Last week the World Bank’s Ease of Doing Business Report revealed that Kenya’s standing had improved by 12 places. It is now ranked 80 among 190 economies and is the top improver in Africa.
The last time Kenya was ranked this highly was in 2008 when the country stood at number 84. It is now the third highest in Africa with only Mauritius and Rwanda higher at 49th and 56th place respectively.
The report says the improvement was credited to five reforms in the areas of starting a business, obtaining access to electricity, registering property, protecting minority investors and resolving insolvency.
These improvements are important for several reasons the first of which is that the report is an important signaller for investors, particularly foreign investors.
Improvements in ranking are positive signals for foreign investors in particular. Some may argue that the report makes no difference to the ordinary Kenyan but the truth is that SMEs and informal businesses are tethered to larger businesses who often seek foreign investors.
Thus an indication that the investment climate has improved bolsters investment opportunities for large formal businesses who can pass business on to SMEs and informal businesses as suppliers, distributors or service providers.
The report is important because it gives an indication of how easy it is to start and run a formal business in Kenya. The easier it is to start and run a formal business in Kenya, the higher the chances are that informal businesses may take the path toward formalisation.
With about 90 per cent of employed Kenyans sitting in the informal economy, efforts to formalise are welcome as formalisation is associated with higher productivity and profitability, better compensation, better working conditions as well as business stability.
That said, there are areas not covered in the report, the first of which is that it does not give an indication of the business environment for informal businesses where most Kenyans are employed.
Informal businesses are affected by unique factors such as high vulnerability to corruption, lack of formal business premises, lack of supportive policy action and lack of access to credit and financing precisely because of their informality.
Kenya could take the report further by creating a process through which the business environment in which informal businesses function is also assessed and recommendations made for improvement.
Additionally, the report does not breakdown the business environment to the county level.

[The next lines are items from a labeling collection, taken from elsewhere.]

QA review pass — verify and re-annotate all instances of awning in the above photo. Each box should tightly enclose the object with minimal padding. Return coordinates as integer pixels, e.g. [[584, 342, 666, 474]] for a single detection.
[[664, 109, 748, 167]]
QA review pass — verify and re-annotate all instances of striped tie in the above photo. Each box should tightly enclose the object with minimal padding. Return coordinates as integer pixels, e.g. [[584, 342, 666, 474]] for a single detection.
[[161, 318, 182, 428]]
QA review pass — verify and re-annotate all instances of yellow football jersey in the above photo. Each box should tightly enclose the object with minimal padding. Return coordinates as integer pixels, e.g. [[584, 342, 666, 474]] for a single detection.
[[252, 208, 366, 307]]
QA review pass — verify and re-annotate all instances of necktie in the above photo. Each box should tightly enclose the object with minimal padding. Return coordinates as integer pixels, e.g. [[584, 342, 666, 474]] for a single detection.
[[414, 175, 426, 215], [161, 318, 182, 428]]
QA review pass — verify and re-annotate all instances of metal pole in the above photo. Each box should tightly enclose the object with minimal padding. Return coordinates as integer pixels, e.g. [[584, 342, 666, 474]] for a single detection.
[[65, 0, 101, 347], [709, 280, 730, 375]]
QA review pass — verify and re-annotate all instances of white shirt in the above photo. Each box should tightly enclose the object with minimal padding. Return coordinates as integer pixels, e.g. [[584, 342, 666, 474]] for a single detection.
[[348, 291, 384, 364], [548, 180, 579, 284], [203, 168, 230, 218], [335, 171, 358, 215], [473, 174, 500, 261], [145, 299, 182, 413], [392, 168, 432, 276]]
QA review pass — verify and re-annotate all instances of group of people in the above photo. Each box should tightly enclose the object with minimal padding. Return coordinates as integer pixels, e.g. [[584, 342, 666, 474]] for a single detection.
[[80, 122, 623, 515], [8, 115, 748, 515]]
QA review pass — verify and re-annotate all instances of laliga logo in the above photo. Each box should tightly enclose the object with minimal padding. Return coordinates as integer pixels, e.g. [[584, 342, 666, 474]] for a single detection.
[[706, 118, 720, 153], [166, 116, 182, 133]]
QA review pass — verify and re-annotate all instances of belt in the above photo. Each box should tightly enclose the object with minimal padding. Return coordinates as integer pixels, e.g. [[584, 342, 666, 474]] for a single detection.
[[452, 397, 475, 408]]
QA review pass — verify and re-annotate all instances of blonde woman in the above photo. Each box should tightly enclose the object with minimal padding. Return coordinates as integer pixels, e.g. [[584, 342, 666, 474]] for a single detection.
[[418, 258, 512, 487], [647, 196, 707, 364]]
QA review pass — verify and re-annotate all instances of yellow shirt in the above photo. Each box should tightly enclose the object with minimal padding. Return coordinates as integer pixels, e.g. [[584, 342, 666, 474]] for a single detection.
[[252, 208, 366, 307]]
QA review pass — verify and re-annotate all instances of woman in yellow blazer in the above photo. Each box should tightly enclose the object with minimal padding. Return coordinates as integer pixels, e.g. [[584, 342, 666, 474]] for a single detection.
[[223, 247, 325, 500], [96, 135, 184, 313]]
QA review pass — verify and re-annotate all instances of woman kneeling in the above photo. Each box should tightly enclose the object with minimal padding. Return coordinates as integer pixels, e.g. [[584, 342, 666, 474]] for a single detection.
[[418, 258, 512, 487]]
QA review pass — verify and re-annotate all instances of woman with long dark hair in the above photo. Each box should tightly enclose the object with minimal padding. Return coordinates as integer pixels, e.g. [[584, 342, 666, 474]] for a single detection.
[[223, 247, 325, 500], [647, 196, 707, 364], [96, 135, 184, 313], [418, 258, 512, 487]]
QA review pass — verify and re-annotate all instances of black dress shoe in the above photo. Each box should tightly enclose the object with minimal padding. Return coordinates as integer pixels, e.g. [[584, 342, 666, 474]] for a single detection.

While it may be out of the scope of the World Bank to do a comprehensive county investment climate assessment, Kenya needs it.
Thus a process ought to be developed through which the business environment at county level is assessed and rankings published.
Ranking counties will do two important things; first it will signal to domestic investors where they ought to invest.
Additionally, county ranking will create positive peer pressure between counties and catalyse a process through which county governments more firmly effect improvements in county business environments.
Thus as Kenya celebrates the gains made in the Ease of Doing Business ranking we should be cognisant of how the process can be pushed further to catalyse further improvements in the domestic business space.